Mon prénom à l’état civil, c’est Mathieu, et il semble que mon père ait pensé à ceci : le jour anniversaire de la République, c’est la Saint Matthieu.

Il est ironique que le jour anniversaire de la proclamation de la première république française le président Macron, élu sous l’étiquette « la République en marche » et dont la base parlementaire s’appelle « Ensemble pour la République » va nommer sur proposition du premier ministre Michel Barnier, issu du parti « Les Républicains », ministre de la police républicaine un homme ayant voué son engagement aux pires thèses révisionnistes des monarchistes vendéens contre la première République, Bruno Retailleau.
Mais cela illustre le vide sidéral du camp décidant que l’arc républicain commence à leur camp et s’acheve en l’incluant le Rassemblement National, et qui, après trois scrutins électoraux perdus, dont une législative, s’allient en ignorant les deux tiers de l’électorat pour continuer la politique rejetée dans les urnes.
Ils s’appellent « républicains » comme autrefois les partisans de l’esclavage se disaient défenseurs de la liberté, les tyrans staliniens se prétendaient héritiers du socialisme, ou les nazis réclamant également ce mot pour se décrire.

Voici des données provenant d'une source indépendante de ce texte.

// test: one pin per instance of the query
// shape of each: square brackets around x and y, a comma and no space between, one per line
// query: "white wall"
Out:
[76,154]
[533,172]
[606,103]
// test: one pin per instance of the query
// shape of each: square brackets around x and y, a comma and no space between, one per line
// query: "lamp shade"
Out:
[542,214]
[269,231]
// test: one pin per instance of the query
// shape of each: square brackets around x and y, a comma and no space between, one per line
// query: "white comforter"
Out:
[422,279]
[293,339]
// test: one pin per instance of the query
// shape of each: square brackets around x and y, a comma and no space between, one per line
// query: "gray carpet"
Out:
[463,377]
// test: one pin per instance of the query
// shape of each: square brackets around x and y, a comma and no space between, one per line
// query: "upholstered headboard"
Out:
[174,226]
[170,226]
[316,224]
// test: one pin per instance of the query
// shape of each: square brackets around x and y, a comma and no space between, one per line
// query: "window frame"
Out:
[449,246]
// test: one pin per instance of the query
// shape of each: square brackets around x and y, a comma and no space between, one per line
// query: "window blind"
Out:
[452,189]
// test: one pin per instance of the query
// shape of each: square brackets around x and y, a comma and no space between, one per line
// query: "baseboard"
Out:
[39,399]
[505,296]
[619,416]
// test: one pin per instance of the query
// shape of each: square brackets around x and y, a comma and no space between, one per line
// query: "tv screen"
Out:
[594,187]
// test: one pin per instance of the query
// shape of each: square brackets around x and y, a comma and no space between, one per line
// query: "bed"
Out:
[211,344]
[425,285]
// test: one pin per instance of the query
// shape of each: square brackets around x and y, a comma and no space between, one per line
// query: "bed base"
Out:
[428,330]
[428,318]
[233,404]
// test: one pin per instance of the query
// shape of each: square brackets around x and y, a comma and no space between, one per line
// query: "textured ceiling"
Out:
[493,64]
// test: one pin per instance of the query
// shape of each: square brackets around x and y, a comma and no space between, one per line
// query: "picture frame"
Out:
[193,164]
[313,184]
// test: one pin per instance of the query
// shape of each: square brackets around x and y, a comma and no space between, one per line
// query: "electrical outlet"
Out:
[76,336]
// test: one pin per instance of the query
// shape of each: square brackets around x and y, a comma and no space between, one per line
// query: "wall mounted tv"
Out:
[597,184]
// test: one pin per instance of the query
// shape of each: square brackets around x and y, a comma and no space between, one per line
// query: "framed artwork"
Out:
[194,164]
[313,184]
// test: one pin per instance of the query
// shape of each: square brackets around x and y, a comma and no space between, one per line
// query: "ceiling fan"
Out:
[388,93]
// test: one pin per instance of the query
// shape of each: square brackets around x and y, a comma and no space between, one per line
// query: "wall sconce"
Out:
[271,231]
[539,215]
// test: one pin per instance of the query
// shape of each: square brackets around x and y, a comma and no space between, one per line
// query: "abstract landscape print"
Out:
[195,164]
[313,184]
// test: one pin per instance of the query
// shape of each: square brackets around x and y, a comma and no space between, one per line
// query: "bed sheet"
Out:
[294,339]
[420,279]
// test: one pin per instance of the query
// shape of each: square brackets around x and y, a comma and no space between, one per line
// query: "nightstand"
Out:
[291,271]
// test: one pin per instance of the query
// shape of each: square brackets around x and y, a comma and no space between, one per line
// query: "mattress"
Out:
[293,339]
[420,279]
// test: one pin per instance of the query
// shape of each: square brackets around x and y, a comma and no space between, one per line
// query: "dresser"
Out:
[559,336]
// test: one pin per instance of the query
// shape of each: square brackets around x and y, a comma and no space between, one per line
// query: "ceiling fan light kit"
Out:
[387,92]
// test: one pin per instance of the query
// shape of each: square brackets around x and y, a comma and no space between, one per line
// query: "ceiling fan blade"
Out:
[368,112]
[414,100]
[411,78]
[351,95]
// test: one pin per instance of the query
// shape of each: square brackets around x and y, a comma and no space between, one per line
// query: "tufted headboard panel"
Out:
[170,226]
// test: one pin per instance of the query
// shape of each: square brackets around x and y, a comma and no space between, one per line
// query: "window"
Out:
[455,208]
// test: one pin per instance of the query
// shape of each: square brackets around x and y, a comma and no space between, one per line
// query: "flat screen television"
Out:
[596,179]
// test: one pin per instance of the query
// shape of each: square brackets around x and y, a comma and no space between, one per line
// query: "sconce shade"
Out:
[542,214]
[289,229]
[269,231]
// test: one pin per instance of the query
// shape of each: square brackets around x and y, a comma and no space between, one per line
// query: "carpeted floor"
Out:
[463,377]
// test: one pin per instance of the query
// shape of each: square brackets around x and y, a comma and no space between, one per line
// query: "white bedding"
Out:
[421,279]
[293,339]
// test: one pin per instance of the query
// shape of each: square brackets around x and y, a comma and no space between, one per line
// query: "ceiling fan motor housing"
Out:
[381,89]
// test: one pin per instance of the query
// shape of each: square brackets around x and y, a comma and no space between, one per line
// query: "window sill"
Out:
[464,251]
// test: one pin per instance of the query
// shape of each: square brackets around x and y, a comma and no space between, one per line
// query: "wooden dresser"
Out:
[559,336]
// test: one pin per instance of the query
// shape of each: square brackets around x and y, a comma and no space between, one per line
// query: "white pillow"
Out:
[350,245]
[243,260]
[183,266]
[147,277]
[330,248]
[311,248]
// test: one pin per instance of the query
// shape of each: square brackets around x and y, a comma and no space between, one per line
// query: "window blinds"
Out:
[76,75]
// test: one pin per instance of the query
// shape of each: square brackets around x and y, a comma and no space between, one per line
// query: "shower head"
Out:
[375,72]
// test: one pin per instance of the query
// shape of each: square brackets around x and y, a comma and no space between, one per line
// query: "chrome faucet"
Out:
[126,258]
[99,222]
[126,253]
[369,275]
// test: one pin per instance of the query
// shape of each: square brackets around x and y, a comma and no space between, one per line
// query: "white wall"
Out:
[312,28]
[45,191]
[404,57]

Le 21 septembre 2024 marque les 232 ans de notre histoire républicaine.
Mais l’occupant de l’Elysée rappelle bien plutôt le comportement capricieux et erratique de celui qui le 21 septembre 1792 cessa, par décision du parlement français, d’être roi.
Le parlement n’avait pas le droit de le faire : il le prit, parce qu’il était souverain.
Et courageux.
Oui, le 21 septembre 1792, c’est l’histoire d’une destitution d’un chef de l’état ayant trahi la Nation.